Last Season: 3 catches, 34 yards and 0 touchdowns
Ugh. I’m sorry, but Roscoe Parrish is like the Bills poor man version of Tim Connolly. All you ever hear about is how this guy has all the talent in the world and if healthy, he’ll be a game breaker. I’m sorry, but I’m sick and tired of hearing that. Parrish is nothing more than our version of “Dante Hall.” He’s not an every down wide receiver and like Hardy, he has problems with getting off the line scrimmage against bump and run.
You also have to wonder if the years of being a punt returner have finally caught up to Parrish. The shelf-life for a returner doesn’t last too long in the NFL, especially if you are the size of Parrish. We already saw signs of his decline last year, when he was benched after a key fumble against the Browns. It’s the same thing that happened to Hall after his 5th season with the Chiefs. Sometimes, Father Time isn’t looking at the calender when he arrives, he just gets there unexpectedly.
Look, I’m not going to try and give you a scouting report on a 4th round pick from the state of Connecticut. From what I read online, Easley has the size and speed to become a nice possession receiver for the Bills. I’ve even read on Twitter and message boards (They are always right), that Easley has a slight chance to become the #2 option for the Bills. Now, I’m all for having the Bills play guys who are young with a lot of upside, but to start a rookie from the 4th round seems a little extreme.
What does it all it mean?
I know a lot of fans/media seem to assume that whoever gets the starting job opposite Evans will become the 2nd most productive wide receiver on the team. However, I really wouldn’t put too much stock in that assumption. If you were to look at some of the wide receiving cores that Gailey has coached, it seems like spreading the ball around is his forte.
As Pittsburgh’s offensive coordinator in 1997, the Steelers 2nd and 3rd leading wide receivers had 46 and 47 catches (Charles Johnson and Courtney Hawkins). During his last year in Dallas, Gailey showed even more passing distribution by having three players catch between 30-40 balls (Ernie Mills, Chris Warren and David LaFleur). Those numbers may not seem like a lot by today’s standards, but the league at that time wasn’t like wild west of today’s passing numbers.

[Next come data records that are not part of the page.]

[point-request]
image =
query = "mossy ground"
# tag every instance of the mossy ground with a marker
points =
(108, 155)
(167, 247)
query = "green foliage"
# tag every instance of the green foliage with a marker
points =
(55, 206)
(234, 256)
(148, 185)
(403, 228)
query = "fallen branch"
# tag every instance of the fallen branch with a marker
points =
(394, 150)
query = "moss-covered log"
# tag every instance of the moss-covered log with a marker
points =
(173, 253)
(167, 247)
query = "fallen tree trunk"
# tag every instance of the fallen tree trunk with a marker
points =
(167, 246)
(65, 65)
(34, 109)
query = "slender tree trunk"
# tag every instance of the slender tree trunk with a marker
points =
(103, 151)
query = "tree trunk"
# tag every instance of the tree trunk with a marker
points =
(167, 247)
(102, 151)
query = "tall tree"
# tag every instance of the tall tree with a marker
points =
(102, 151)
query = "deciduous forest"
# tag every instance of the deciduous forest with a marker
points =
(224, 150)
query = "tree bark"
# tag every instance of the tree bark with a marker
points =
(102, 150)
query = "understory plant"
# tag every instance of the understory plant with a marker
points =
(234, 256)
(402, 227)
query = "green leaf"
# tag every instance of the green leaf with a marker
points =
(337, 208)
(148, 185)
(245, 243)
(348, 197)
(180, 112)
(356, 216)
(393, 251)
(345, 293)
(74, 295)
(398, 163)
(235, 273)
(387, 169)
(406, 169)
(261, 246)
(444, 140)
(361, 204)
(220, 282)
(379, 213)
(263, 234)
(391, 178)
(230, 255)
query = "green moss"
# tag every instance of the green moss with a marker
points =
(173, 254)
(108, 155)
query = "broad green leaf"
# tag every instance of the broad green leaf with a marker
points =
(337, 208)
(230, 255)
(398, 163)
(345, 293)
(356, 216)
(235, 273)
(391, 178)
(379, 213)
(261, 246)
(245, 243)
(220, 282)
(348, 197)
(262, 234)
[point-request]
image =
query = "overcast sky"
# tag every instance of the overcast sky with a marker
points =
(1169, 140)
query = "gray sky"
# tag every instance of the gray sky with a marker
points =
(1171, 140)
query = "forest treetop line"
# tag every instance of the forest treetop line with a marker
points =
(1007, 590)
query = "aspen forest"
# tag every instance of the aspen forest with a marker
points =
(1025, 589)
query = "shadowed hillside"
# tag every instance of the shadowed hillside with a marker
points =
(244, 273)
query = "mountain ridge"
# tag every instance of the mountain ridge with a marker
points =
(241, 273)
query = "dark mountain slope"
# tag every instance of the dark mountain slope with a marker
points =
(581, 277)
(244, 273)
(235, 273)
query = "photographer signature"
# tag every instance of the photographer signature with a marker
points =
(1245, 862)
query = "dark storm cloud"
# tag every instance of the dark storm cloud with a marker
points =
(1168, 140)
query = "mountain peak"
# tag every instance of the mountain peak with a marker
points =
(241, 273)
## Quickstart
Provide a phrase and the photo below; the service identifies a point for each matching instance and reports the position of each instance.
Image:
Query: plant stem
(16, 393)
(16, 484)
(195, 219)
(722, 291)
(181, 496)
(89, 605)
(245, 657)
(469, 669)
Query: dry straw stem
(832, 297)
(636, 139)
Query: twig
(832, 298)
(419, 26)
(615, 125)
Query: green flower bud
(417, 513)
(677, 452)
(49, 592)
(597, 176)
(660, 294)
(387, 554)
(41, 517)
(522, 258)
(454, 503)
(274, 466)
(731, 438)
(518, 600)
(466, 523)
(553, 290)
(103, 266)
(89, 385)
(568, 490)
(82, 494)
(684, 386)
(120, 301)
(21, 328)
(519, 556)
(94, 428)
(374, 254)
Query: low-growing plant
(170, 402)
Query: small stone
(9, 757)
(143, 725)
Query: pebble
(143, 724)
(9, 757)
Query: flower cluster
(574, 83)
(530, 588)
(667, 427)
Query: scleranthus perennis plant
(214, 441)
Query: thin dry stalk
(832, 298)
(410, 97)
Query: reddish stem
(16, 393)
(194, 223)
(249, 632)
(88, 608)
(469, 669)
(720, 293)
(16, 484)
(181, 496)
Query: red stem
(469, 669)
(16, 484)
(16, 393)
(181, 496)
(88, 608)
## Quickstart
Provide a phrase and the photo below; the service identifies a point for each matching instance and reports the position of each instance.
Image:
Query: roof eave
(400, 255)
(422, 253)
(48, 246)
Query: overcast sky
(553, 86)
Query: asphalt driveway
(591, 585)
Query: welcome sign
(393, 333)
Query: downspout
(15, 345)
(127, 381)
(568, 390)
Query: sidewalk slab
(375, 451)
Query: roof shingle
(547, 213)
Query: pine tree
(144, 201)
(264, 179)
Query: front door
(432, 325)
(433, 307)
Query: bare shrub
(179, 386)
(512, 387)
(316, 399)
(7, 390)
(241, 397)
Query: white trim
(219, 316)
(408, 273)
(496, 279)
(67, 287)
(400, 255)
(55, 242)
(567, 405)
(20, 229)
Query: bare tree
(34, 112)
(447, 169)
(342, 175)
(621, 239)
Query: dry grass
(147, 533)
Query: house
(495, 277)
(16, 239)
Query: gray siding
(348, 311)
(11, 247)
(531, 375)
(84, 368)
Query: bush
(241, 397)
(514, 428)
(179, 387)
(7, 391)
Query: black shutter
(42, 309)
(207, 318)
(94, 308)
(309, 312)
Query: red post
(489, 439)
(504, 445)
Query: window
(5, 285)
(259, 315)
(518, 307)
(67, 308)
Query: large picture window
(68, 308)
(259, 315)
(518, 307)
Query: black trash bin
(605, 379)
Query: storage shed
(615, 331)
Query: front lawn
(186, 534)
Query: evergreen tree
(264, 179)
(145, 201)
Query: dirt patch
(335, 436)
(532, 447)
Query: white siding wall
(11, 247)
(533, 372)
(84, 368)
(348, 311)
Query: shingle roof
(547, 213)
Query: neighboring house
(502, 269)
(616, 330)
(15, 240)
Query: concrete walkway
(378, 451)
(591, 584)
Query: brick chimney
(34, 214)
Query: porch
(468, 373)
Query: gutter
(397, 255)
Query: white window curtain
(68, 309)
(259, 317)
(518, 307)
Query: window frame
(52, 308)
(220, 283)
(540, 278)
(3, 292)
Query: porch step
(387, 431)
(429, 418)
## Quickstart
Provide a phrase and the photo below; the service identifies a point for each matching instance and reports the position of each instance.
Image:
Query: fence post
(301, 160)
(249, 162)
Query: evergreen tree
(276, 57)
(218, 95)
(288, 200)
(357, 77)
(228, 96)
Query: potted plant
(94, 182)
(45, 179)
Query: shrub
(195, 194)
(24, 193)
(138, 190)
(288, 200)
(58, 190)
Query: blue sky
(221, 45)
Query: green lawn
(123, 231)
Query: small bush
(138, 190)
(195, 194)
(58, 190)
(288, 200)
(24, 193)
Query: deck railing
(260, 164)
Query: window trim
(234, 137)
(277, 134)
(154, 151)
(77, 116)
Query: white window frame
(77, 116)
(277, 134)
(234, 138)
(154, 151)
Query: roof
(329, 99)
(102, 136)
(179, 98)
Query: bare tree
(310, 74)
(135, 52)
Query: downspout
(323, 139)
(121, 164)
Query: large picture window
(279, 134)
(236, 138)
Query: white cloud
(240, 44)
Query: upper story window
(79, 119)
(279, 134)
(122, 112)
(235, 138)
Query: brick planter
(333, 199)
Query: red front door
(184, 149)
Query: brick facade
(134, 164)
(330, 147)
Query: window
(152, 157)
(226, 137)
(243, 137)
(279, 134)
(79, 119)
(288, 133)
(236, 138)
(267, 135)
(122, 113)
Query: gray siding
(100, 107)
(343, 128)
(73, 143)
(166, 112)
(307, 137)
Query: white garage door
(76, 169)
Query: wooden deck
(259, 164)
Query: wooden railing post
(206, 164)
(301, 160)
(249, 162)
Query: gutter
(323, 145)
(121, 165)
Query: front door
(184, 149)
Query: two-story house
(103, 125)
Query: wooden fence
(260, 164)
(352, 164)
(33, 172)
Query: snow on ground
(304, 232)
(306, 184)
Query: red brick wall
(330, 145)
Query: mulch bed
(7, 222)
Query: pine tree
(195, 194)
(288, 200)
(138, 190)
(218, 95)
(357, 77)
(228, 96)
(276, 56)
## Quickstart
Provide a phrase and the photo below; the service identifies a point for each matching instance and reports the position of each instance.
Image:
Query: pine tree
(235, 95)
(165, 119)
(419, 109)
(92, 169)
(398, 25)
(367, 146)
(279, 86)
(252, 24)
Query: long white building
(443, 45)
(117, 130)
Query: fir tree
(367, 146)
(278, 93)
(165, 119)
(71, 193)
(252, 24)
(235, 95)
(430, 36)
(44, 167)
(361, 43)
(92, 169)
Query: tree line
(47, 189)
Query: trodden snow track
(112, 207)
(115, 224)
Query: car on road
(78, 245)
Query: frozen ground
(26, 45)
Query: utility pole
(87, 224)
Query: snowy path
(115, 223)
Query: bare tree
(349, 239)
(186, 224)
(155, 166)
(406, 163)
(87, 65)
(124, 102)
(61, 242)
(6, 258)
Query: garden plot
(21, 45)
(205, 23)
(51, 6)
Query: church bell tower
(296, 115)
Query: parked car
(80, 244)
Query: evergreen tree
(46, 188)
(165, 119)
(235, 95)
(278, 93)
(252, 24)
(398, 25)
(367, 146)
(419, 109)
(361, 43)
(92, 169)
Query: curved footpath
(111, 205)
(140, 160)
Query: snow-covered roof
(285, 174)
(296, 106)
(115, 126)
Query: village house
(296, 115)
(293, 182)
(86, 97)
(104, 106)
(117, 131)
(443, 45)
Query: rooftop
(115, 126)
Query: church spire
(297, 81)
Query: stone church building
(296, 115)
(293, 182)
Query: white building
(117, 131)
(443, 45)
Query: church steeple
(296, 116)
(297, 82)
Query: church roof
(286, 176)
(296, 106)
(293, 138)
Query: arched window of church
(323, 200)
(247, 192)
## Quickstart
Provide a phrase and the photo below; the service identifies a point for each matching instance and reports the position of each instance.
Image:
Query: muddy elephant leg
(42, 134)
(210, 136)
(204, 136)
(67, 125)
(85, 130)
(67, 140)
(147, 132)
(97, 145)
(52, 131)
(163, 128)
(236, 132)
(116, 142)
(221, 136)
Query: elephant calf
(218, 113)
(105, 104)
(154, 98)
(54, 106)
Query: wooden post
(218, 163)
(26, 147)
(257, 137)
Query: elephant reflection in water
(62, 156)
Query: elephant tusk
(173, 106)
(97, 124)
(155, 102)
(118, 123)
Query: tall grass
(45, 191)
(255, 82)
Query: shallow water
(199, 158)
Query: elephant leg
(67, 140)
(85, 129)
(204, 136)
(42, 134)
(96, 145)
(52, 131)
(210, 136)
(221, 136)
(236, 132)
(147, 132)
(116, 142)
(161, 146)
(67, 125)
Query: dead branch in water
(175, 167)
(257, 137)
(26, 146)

As far as predictions for their actual numbers goes, if Chan Gailey can coach Charles Johnson to a 1,000 yard season, then Lee Evans should be able to rebound from a subpar 2009 season. As for the rest of them, look for a bunch of guys to get between 25-40 catches. Also, because of the quarterback situation, I think the Bills will be a predominantly running team.
Now, if you want me to predict what the depth chart will look like, well, here you go:
1) Lee Evans- Duh
2) Stevie Johnson- Just from reading reports online, it seems that Johnson is a more seasoned player than Hardy.
3) Roscoe Parrish- Roscoe’s size makes him the slot receiver.
4) James Hardy- I still think that if Hardy can show any signs of life in training camp, he’ll supplant Johnson on the depth chart.